Encourage nurturing behaviours, in yourself and others.
Don’t sacrifice your health in the name of making yourself more healthy, which is to say: don’t shoot yourself in the foot if you can possibly help it.
Exercise. Train with joy and enthusiasm. If you suspect some sort of hormonal disorder, train with real intensity. It stimulates the hormones to function correctly, and is more powerful than most sports supplements.
Stretch every day. Try to go far enough so that you feel the stretch in your muscles (as opposed to your joints), but not so deep that you tighten up against the stretch.
Walk a lot, just to breathe the air and enjoy the splendour of the world.
Your ‘goal weight’ is completely meaningless.
Don’t eat if you’re not hungry.
Research recipes that you think you might like.
Learn to cook, if you find it enjoyable. If not, find places that serve healthy food, food that you enjoy eating.
Have a bag of fresh greens in the fridge that you can eat every time you walk past the kitchen. I think it's actually impossible to eat too many green leafy vegetables.
High cholesterol? Try oats and green tea. Maybe not together. Don’t get tea-bag green tea. Go for the loose leaf variety if you want it to taste good.
Eat what makes you feel good, in the amounts that make you feel good.
Don’t eat what makes you feel bad, until you’re sick. It’s amazing that that needs to be said.
Remember that eating ‘bad’ food does not make you a ‘bad’ person, just as eating ‘good’ food does not make you a ‘good’ person.
Being thin does not automatically grant you the moral high-ground and mean that you don’t need to look after yourself. Nor does it mean that you automatically take better care of yourself than your fat friend.
I met a personal trainer once who said she hated fat people because she didn’t have time for anyone who didn’t respect his or her own body. She then revealed that she smokes cigarettes, takes cocaine regularly and drinks alcohol most nights of the week. And she has the gall to accuse fat people of not respecting their bodies? If she’d just been honest and said that she didn’t like the aesthetic, I could have at least tolerated her point of view. She made me furious. And a bit nauseated.
Being fat does not mean you are morally corrupt any more than wearing an expensive suit means you don’t care about poverty. Nor does being fat mean that you’re failing at life. Being fat only means that you’re fat, and being fatter than you want to be does not mean that there’s something wrong with you. Look around at the other humans in the world, and in the media. What the hell is our yardstick for normality these days?

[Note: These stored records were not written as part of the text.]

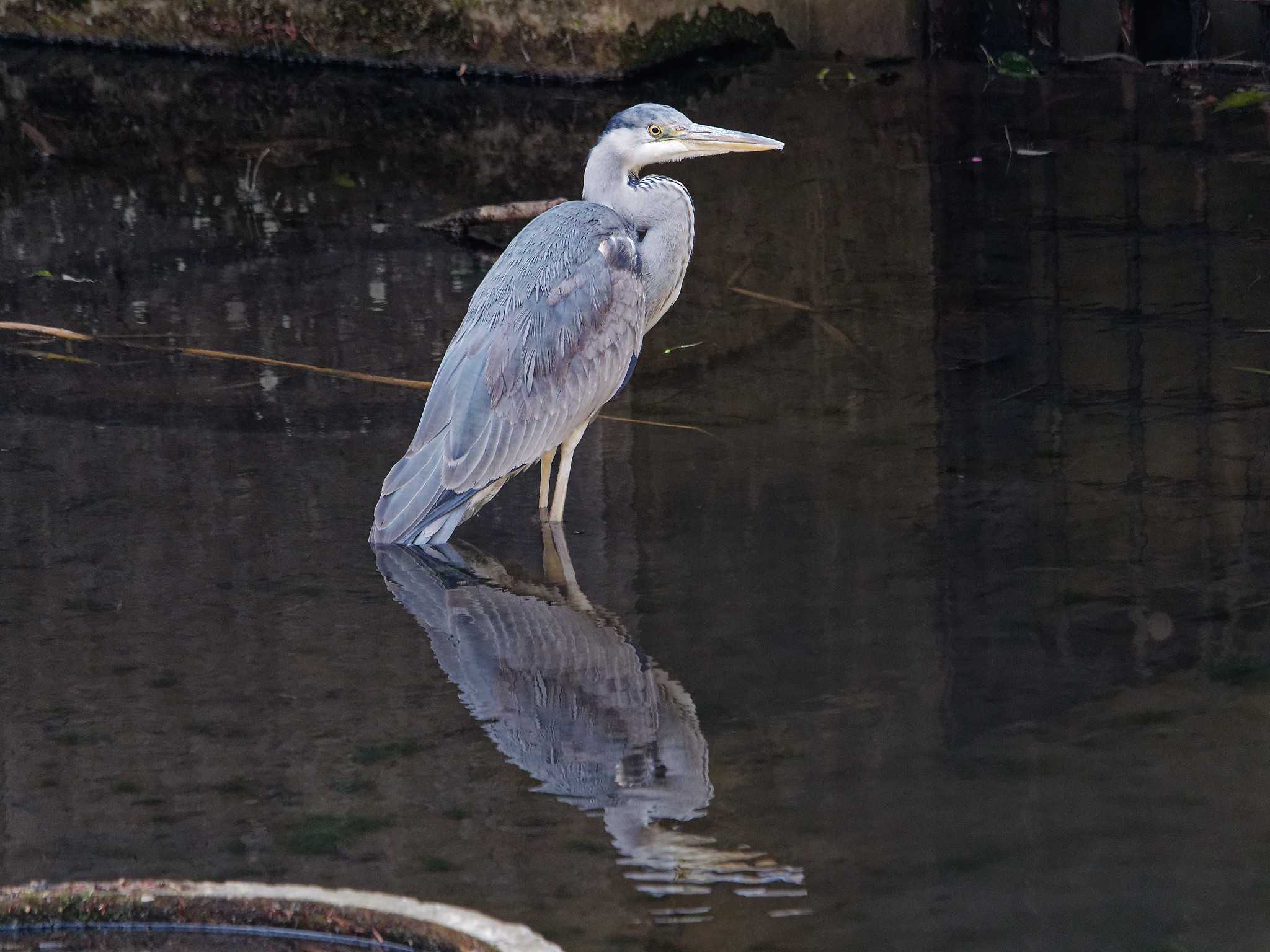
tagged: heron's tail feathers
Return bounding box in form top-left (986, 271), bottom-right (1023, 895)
top-left (370, 448), bottom-right (482, 546)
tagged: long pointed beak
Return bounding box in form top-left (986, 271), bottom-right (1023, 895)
top-left (676, 123), bottom-right (785, 154)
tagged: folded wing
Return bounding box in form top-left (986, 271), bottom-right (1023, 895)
top-left (371, 202), bottom-right (644, 545)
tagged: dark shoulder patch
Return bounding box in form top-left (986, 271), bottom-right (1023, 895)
top-left (600, 235), bottom-right (639, 273)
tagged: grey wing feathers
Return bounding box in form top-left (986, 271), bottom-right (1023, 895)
top-left (371, 202), bottom-right (645, 545)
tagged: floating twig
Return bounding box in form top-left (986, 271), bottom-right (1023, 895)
top-left (600, 414), bottom-right (719, 439)
top-left (18, 122), bottom-right (57, 159)
top-left (728, 287), bottom-right (815, 311)
top-left (4, 346), bottom-right (98, 367)
top-left (419, 198), bottom-right (569, 231)
top-left (728, 287), bottom-right (887, 377)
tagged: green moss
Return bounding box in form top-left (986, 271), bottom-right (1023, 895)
top-left (353, 738), bottom-right (423, 764)
top-left (623, 6), bottom-right (790, 69)
top-left (212, 777), bottom-right (254, 797)
top-left (282, 814), bottom-right (393, 855)
top-left (330, 774), bottom-right (375, 793)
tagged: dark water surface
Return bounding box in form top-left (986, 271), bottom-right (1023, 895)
top-left (0, 47), bottom-right (1270, 952)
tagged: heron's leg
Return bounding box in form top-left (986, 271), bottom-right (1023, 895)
top-left (538, 447), bottom-right (556, 522)
top-left (548, 420), bottom-right (590, 531)
top-left (542, 522), bottom-right (594, 612)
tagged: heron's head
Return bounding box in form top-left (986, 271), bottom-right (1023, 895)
top-left (596, 103), bottom-right (785, 173)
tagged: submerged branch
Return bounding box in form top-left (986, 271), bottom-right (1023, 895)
top-left (0, 321), bottom-right (432, 390)
top-left (419, 198), bottom-right (569, 231)
top-left (0, 321), bottom-right (717, 439)
top-left (600, 414), bottom-right (719, 439)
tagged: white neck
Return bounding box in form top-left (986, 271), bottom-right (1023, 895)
top-left (582, 144), bottom-right (695, 333)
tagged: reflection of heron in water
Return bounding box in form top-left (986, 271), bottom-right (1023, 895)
top-left (376, 526), bottom-right (802, 909)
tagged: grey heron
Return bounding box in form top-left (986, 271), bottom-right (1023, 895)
top-left (370, 103), bottom-right (785, 546)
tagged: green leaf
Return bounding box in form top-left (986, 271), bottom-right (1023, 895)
top-left (996, 53), bottom-right (1040, 79)
top-left (1213, 89), bottom-right (1270, 113)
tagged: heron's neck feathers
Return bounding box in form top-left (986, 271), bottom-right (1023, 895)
top-left (582, 142), bottom-right (695, 332)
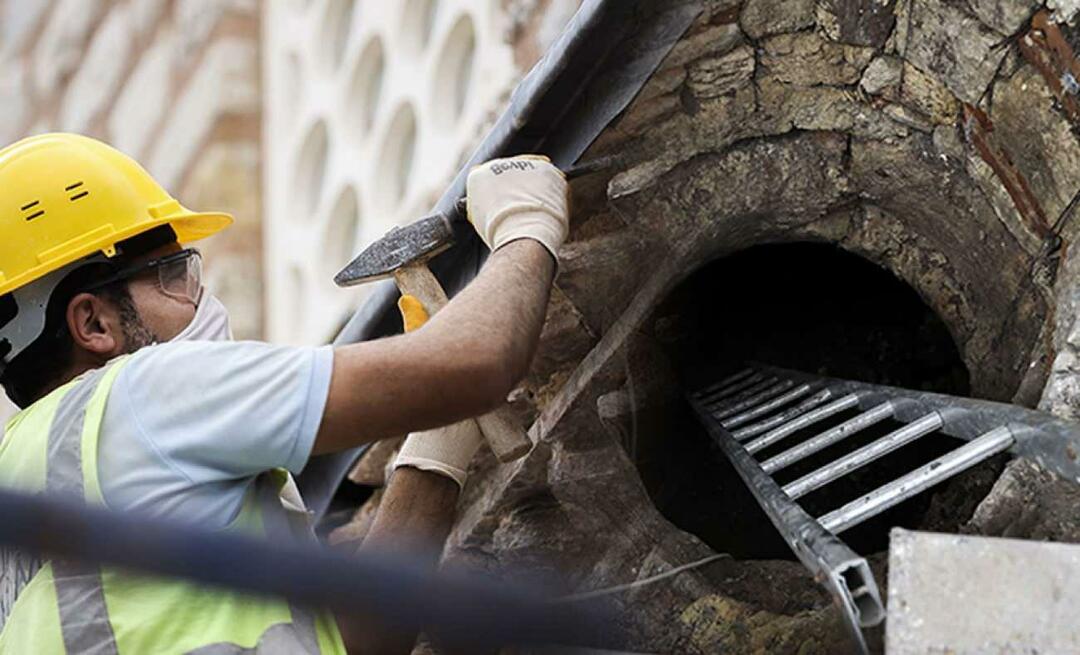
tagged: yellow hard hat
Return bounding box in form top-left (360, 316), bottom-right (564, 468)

If you’re going to eat ‘bad’ foods, at least have the common decency to enjoy them and satisfy your cravings properly.
If you’re going to eat good foods, enjoy them too. Just because it’s good for you doesn’t mean it’s going to taste bad. That’s something that infants know, but somehow that knowledge gets beaten out of us.
Be kind to yourself and those around you who are trying to be healthy.
Focus on your health, progression, enjoyment and satisfaction.